The cult’s success had much to do with Gans Horn, who has been described as a narcissist, Ross said.

“The whole thing is a pyramid scheme and a hoax,” said Spencer Schneider, a former OSG member who has written “Manhattan Cult Story: My Unbelievable True Story of Sex, Crimes, Chaos and Survival,” a tell-all book out now about the cult. “It’s a long haul hoax and Sharon was a genius at going after vulnerable people with money.”

According to Schneider, who spent 23 years as part of the group, members paid $400 in cash in dues to Gans Horn, who would then direct them to help renovate her compounds in Manhattan, the Hamptons, upstate New York, Montana and even Mexico. She owned a luxurious home in San Miguel de Allende, bought in 2004. She later sold the property to Taylor, according to public records.

Taylor and her then-husband followed Gans Horn and Alex Horn from San Francisco to the East Coast in the early 1980s, according to a source and public documents.

In addition to the vacation home in Mexico, Taylor is listed as the “registered agent” on the LLC that bought Gans Horn’s sprawling $8.5 million Plaza Hotel residence where she died in January 2021. Taylor was also named as an investor in the property, along with Gans Horn and three others, including Manhattan hedge fund owner Joseph Stilwell, who signed the deed documents in 2008, public and court records show.

Gans and her playwright husband, who died in 2007, co-founded OSG in San Francisco in the 1970s. The group, known then as Theater of All Possibilities, was partly set up to put on plays by Horn. Its principles are based on the teachings of George Ivanovich Gurdieff, a Russian mystic and philosopher, who also inspired the Fellowship of Friends, a California-based cult popular with Google employees.

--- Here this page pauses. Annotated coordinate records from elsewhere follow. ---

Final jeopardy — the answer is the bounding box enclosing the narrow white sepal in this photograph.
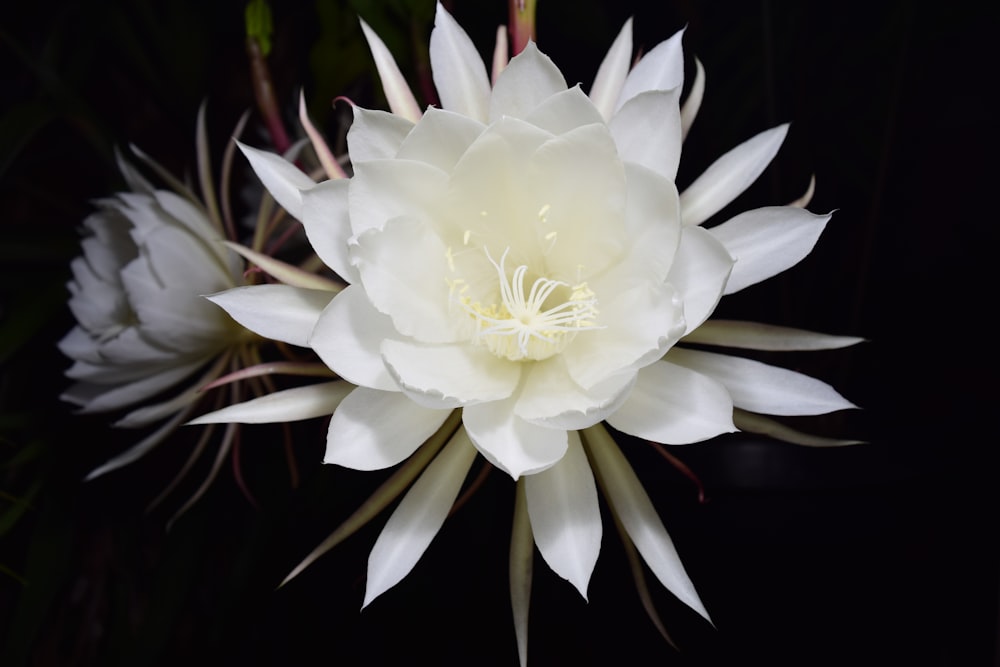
[361,429,476,609]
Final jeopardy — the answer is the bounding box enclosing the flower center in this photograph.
[453,248,600,361]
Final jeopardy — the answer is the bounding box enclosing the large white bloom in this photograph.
[59,149,248,477]
[206,6,850,660]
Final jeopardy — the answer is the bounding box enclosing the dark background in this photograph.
[0,0,1000,667]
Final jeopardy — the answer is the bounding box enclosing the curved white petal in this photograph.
[684,320,865,352]
[489,42,566,122]
[431,3,490,123]
[462,396,568,479]
[323,387,451,470]
[583,426,711,621]
[668,348,857,415]
[347,105,414,162]
[358,18,420,123]
[590,17,632,121]
[709,206,833,294]
[188,380,354,424]
[236,141,316,220]
[616,28,684,111]
[524,431,602,599]
[668,227,733,333]
[361,429,476,609]
[382,339,521,409]
[607,358,736,445]
[608,88,681,181]
[681,123,788,225]
[300,179,358,283]
[514,356,635,430]
[309,285,399,391]
[205,285,334,347]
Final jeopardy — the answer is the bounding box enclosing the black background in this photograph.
[0,0,1000,667]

Gans and Horn shuttered their San Francisco theater in December 1978 when they learned that police and social welfare investigators were interviewing their former students who alleged child neglect, sexual abuse and beatings, according to Ross.

The couple fled first to Montana, and then ended up in New York City in the 1980s when they established OSG and lived in a series of opulent homes, including an apartment in Greenwich Village where actress Marisa Tomei was their next-door neighbor.

Ross said that he believes the cult will continue although the loss of their “philosopher queen” Gans has likely hit them hard.

“It’s no different than Scientology,” said Schneider, an attorney. “That group continued even after the death of their founder.”